# New HD Directivo Beta Testing?



## lancelot (Jul 8, 2006)

I received an email from Tivo requesting that I update information regarding dvrs in my household etc, and asking me if my provider was Directv. Email was from Tivo beta testing department. I wonder if the beta testing on the new units will start soon. Anyone else get such an email?


----------



## stevel (Aug 23, 2000)

Yes, lots of people did. Like you, I think this may have some connection to an upcoming beta test of new DTiVo. Note that there was a non-disclosure agreement you had to "sign" so if you were actually beta testing something, you couldn't talk about it.

I'd certainly expect that beta testing of this item would start soon, if the (re)stated timeframe was to be met. Based on my past experiences (not with TiVo), such testing takes place over several months.


----------



## BGLeduc (Aug 26, 2003)

That would be cool, and if asked, I would probably sign up for it.

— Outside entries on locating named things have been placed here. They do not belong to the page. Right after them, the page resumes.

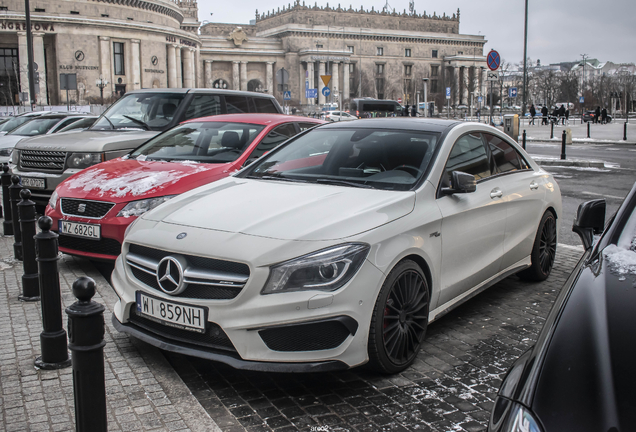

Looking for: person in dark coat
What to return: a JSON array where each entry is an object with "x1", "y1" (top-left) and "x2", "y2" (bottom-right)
[
  {"x1": 530, "y1": 104, "x2": 537, "y2": 125},
  {"x1": 541, "y1": 106, "x2": 548, "y2": 125}
]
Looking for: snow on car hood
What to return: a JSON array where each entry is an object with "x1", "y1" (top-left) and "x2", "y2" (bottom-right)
[
  {"x1": 143, "y1": 177, "x2": 415, "y2": 240},
  {"x1": 58, "y1": 158, "x2": 225, "y2": 202}
]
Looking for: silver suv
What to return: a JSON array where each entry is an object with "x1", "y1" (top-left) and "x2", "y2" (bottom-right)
[{"x1": 11, "y1": 89, "x2": 282, "y2": 209}]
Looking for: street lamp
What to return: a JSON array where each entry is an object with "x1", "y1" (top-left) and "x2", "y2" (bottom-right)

But, having done beta testing on a previous SA Tivo way back when, it can also be a huge PITA. I swore that I would never do it again, but if there were some way I could get a new DTivo in my rack, I would be there in a heart beat.

Brian


----------



## richsadams (Jan 4, 2003)

I received the same e-mail but we have FIOS. Might be the standard "please keep our records current"? In any case, hope they are well on the way to full HD TiVo integration for Direct folks...it's been a long time coming.


----------



## stevel (Aug 23, 2000)

You'll get that email if at sometime in the past you signed up to be a TiVo beta tester, whether or not you ever got selected. There may have been some additional selection criteria, such as indicating ownership of a DTiVo, but I don't know for sure.


----------